Letter to the Editor

To the Editor:

Our town is facing a clear choice: move a long-abandoned industrial site toward cleanup and productive use or allow it to remain a deteriorating symbol of inaction.

The Community Development team has applied for a $4 million EPA grant to remediate the former Curtis Mill property, a site that has sat idle for more than two decades. The purpose of this funding is straightforward: address environmental concerns and prepare the property for safe commercial redevelopment that can contribute to our tax base and economic vitality.

Yet opposition has emerged based on arguments that miss the point of what this project is designed to do. We are hearing that basement vats should be preserved, that demolition might create dust, and that the plan is somehow "unimaginative" because it prioritizes cleanup and feasibility over wishful reuse of a contaminated, aging structure.

These objections ignore both the environmental realities of the site and the strict federal requirements tied to this grant funding. Given the condition of most of the site's existing buildings, our engineering firm determined it was not cost-effective to renovate. Without cleanup, no private interest will risk investment in this site now or in the future.

This is not a blank check renovation project. It is an environmental remediation effort governed by safety standards, engineering assessments, and financial constraints. Adding speculative preservation ideas or delaying action risks derailing the very funding that makes cleanup possible in the first place. Without this grant, the likely outcome is not a charming restoration, it is continued vacancy, ongoing deterioration, and zero economic benefit.

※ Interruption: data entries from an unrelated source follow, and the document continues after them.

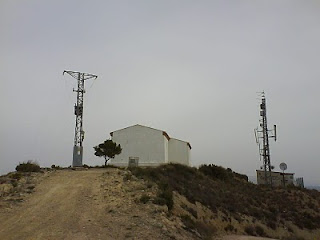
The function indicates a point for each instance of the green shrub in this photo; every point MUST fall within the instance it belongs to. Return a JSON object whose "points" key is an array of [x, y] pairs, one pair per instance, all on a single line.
{"points": [[229, 228], [188, 222], [16, 176], [144, 198], [29, 166]]}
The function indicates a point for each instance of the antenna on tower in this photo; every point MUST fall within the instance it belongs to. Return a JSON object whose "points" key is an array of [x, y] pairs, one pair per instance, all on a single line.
{"points": [[262, 139], [78, 111]]}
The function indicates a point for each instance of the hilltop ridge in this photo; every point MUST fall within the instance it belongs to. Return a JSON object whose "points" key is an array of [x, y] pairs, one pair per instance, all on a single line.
{"points": [[168, 202]]}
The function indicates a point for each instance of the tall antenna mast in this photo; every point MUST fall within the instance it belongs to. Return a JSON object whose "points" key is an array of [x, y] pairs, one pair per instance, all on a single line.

For more than 20 years, the property has remained unused. Now, when real funding is within reach to finally address the problem, we should be rallying behind a practical path forward not creating obstacles based on narrow or unrealistic preferences.

I encourage residents to review the proposal materials and understand what is truly at stake. The Adams Board of Selectmen and Community Development staff have done the hard work to put our town in position for this opportunity. That effort deserves support.

Progress sometimes requires letting go of what a building used to be so that the community can gain what it needs to become.